Kendall Mine, another deserted gold mine on Mt. Tritle, was the scene of the 194l camp. 

In 1942, Maxie announced to the Board that the City of Prescott was willing to lease the CCC site in Groom Creek for two years at $1.00 per year. Later eighty adjoining acres were obtained. This land was to be called Camp Maripai, created from the names of Maricopa and Yavapai Counties. 

The camp was filled to capacity, but tents and food were hard to come by. People were generous, particularly with garden products. The camp received many donations, especially carrots. The girls ate carrots morning, noon and night, they even found a recipe for carrot cookies and candy. 

It was a primitive camp, but for the city girl it was a wonderful outdoor experience. Electricity did not come to Maripai until 1949. 

Nan Kozdruy, who now lives in Prescott, was a camper in 1945 at Maripai. She remembers: "There were only two latrines in use, but new "two-seaters" were going in soon. The creek was our southern boundary as well as our water supply. Water was collected in huge cans and chlorine added. Ugh! Dishwashing was done in buckets, each girl doing her own. Showers were added a year later." Nan later went back as a staff member and went on to work for the Arizona Cactus-Pine Girl Scout Council in Phoenix. This council was formed in 1936. Yavapai County became a member in 1963. 

The Goldwater family from Phoenix did a lot to make the camp possible with money from Goldwater's Fashion Shows. 
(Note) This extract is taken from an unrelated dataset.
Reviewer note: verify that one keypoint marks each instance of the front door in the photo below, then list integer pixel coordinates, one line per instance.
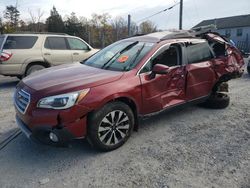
(200, 70)
(166, 90)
In 1951, the Prescott Girl Scout Association acquired 17 1/2 acres in Groom Creek through the City of Prescott, with the Prescott Kiwanis Club sponsoring the project. The first Prescott Girl Scout Camp was formed in 1958 under the leadership of Mary Fran (Mrs. Jack) Ogg. At the current time Bradshaw Pines is leased from the city by the Kiwanis Club and it is open to all youth in the community. A Girl Scout history was compiled by Mary Fran and Elsie Blanton in 1962. It is included in a time capsule, buried in Prescott, that will be opened in 2012. 

When opened, we are sure that it will reflect the Girls Scout mission: To inspire in girls the highest levels of character, conducts, patriotism and service, empowering them to develop a sense of their own self-worth, to achieve their full potential, and to prepare for the realities of a changing world. 

Prescott is proud of its scouting history, and now looking forward to the future. 

(Sylvia Neely was a Girl Scout for 25 years. She is now a volunteer researcher at Sharlot Hall Museum.)